The school — whose website promises it “will open its doors” in September 2014 — has only raised about $800,000 of an estimated $2.5 million required to fund start-up costs and cover operating deficits in its early years, according to a city staff memo prepared for the Economic Development Committee.

The school wants to move into now-vacant second-floor space at 715 Church St., built in 1950 for the Lyttons department store chain and more recently the Evanston Barnes and Noble store, until the bookstore moved across the street to the Sherman Plaza development.

As a backup location, the school is also considering space at 622 Davis St.
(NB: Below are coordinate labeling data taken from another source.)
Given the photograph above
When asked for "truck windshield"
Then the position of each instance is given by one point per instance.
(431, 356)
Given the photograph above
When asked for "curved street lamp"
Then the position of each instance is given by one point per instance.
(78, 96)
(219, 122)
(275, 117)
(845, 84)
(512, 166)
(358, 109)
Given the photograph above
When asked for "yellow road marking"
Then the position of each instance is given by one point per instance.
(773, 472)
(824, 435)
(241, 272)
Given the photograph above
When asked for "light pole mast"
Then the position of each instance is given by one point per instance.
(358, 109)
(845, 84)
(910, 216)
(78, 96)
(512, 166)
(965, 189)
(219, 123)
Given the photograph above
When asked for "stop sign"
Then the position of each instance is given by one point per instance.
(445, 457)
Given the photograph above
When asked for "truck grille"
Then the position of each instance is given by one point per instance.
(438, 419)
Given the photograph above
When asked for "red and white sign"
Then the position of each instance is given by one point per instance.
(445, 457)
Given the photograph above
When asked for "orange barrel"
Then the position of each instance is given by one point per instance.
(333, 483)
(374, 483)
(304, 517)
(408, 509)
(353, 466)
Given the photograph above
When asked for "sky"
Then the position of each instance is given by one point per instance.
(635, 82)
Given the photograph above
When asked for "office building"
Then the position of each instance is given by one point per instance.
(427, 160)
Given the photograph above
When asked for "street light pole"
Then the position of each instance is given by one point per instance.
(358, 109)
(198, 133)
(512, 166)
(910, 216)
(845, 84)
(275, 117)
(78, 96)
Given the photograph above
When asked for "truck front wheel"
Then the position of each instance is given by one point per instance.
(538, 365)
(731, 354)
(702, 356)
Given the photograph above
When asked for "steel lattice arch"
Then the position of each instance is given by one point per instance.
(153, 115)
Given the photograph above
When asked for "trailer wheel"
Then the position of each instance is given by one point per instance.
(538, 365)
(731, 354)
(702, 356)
The city staff memo says the 715 Church space would require major upgrades, including new heat and air conditioning units, stairways and an elevator. It says much of the sapce is in disrepair after renovations done to refit the first floor for new retail tenants.

The school has already hired four employee, including two Evanston residents, and anticipates having a staff of 30 to 40 when fully operational.
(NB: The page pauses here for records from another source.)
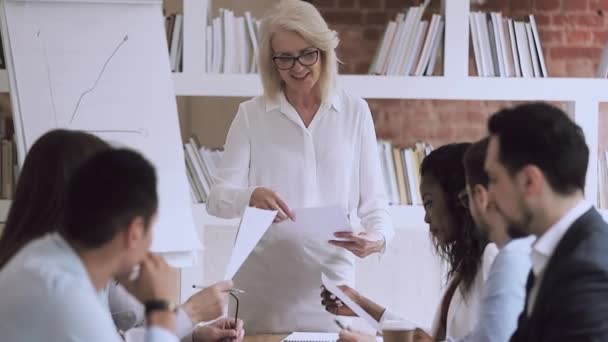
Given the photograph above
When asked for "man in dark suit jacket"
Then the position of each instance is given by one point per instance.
(537, 163)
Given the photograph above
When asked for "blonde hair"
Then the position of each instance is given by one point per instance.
(302, 18)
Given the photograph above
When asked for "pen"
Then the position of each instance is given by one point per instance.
(341, 325)
(233, 290)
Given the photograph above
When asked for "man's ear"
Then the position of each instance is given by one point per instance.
(135, 232)
(531, 179)
(480, 196)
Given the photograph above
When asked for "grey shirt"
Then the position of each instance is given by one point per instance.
(46, 295)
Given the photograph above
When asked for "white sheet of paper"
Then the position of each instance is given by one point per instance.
(333, 288)
(321, 222)
(254, 224)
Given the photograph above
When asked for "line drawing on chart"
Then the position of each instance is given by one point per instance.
(48, 76)
(141, 131)
(103, 69)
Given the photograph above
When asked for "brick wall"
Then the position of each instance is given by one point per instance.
(572, 32)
The city staff memo suggests that the school could establish collaborative relationships with arts, music and theater groups in town and be a draw for new residents seeking alternative school options.
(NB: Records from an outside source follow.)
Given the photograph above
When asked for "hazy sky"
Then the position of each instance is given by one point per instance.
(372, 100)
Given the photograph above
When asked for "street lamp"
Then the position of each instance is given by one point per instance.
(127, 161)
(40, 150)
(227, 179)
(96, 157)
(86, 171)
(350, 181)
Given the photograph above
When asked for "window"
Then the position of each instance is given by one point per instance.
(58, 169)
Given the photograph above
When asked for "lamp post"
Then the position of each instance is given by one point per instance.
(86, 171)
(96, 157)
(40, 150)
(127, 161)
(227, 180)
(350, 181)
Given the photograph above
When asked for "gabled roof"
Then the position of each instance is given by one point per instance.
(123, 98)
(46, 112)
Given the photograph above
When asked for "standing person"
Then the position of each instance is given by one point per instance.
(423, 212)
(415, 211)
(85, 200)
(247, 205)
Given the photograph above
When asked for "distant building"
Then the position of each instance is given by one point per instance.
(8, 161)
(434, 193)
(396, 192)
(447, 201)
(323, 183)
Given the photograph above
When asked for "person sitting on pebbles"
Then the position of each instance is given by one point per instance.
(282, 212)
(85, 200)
The EDC is scheduled to discuss the concept at its meeting tonight. If there’s committee support for the idea, a formal proposal would be presented at a future meeting.

Top: An image from the Beacon Academy website.

Bill Smith is the editor and publisher of Evanston Now.

Join the Conversation


  1. No no no no no!

    Enough already!  The City is not the following:

    1.  Commerical bank

    2.  Foundation

    3.  Credit Union

    4.  Investment firm

    The City made the right decision with Piven.  I hope they have the common sense to send this and any other  private school (without any requirement to serve special populations) a strong message that the City does not commit scarce resources to speculative real estate ventures.

    Beacon can do what every other private school does:  raise private capital.  Tax payer dollars should never be used as seed money for a project such as this one. 

    The same goes for any for-profit entity that cannot secure private financing.

  2. Try a bank

    Why should Evanston guarantee a $650,000 loan for a private school?  The city is not a bank.  Chase has a lot of money, try them.   Maybe Catholic and Jewish schools would like to borrow some money too.  I wonder how far they would get?

  3. No

    It appears that there is an endless line of people, businesses, and non-profits that seek money or loan backing from the city. For good reason, they see the silly things the city council has done in the past couple of year. From a 2 million dollar parking lot to a wine bar on howard to a new front for a waffle & chicken place, you would think that the mayor, city manager, and council are hooked on LSD. ———— Learn to just say NO.